Parentage and parental authority

If the parents are married, the married father also automatically becomes the ‘legal’ father. If the parents are unmarried, the father will have to acknowledge the child in order to become the legal father. During a marriage, parents automatically exercise joint authority over their children. What this means is that they take decisions on important matters jointly, such as the choice of schools or medical treatment.
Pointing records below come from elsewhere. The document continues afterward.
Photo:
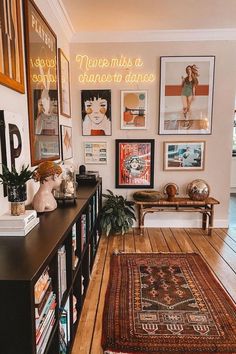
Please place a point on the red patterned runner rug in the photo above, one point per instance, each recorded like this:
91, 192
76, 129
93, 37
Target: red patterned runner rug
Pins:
166, 303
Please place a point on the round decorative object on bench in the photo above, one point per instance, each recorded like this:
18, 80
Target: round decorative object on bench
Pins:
147, 196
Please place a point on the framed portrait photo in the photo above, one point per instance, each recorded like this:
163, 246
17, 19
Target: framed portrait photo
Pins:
133, 109
134, 163
66, 142
96, 112
95, 153
11, 55
184, 155
64, 81
186, 95
41, 60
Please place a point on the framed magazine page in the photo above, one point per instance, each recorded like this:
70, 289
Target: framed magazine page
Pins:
186, 95
133, 109
64, 81
184, 155
11, 55
95, 152
41, 60
134, 163
66, 142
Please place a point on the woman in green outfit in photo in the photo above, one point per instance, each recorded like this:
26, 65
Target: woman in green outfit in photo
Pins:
189, 84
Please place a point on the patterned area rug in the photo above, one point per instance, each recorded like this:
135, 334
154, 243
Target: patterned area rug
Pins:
166, 303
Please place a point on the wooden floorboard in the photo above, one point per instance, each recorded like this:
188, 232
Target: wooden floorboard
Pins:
218, 250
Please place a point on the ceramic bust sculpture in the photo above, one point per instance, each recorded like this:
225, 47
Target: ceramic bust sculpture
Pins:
48, 174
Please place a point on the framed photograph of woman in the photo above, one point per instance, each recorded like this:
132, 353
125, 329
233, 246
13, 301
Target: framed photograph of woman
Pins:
96, 112
134, 163
186, 95
64, 81
184, 155
133, 109
66, 142
11, 55
42, 88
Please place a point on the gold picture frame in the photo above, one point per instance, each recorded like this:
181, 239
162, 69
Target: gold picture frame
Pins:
11, 55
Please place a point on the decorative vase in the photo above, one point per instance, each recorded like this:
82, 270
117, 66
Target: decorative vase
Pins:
17, 197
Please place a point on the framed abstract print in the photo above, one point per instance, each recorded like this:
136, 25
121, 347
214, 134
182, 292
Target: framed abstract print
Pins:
96, 112
134, 163
11, 55
64, 80
186, 95
41, 59
133, 109
95, 152
66, 142
184, 155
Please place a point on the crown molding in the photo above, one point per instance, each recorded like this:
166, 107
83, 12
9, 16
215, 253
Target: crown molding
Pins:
62, 17
155, 36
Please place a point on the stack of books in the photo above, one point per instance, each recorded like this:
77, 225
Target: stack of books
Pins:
45, 304
20, 225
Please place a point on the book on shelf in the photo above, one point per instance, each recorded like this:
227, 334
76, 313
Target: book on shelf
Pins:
62, 282
40, 307
8, 220
41, 286
18, 230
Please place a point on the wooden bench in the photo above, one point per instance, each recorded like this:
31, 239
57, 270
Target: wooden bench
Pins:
178, 204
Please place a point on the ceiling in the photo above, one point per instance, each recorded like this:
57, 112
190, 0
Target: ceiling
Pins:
144, 15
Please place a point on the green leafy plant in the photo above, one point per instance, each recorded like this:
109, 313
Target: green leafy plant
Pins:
117, 214
13, 178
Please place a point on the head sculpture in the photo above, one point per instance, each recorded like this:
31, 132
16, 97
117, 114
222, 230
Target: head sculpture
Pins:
45, 170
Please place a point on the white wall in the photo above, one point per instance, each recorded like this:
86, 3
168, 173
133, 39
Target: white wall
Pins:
218, 145
15, 102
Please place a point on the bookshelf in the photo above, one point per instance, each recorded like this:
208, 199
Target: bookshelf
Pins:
44, 277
While married parents automatically have joint authority, the same is not the case for partners living together. In such cases, only the mother has authority in terms of the law. If they want to exercise authority jointly, they will have to request forms to do this, fill them in and send them to the Dutch Central Authority Register (Centraal Gezagsregister). Once this form has been registered at the Authority Register, unmarried parents will then exercise authority jointly. What often happens in practice is that parents forget to observe this formality, so that a conflict can arise if and when the relationship comes to an end.

Children are also sometimes raised by multiple parents/carers, for example by two mothers (“dual motherhood”) or two fathers. We can also arrange for the rights and obligations of these parents to be established in law. Mirjam Schoots, one of the partners in our firm, specialises in this type of case, and also handles surrogacy issues. We also represent people who want to adopt a child. International child abduction is another area we regularly deal with. We have a number of specialists dealing with this type of issue, who have wide-ranging experience in these cases.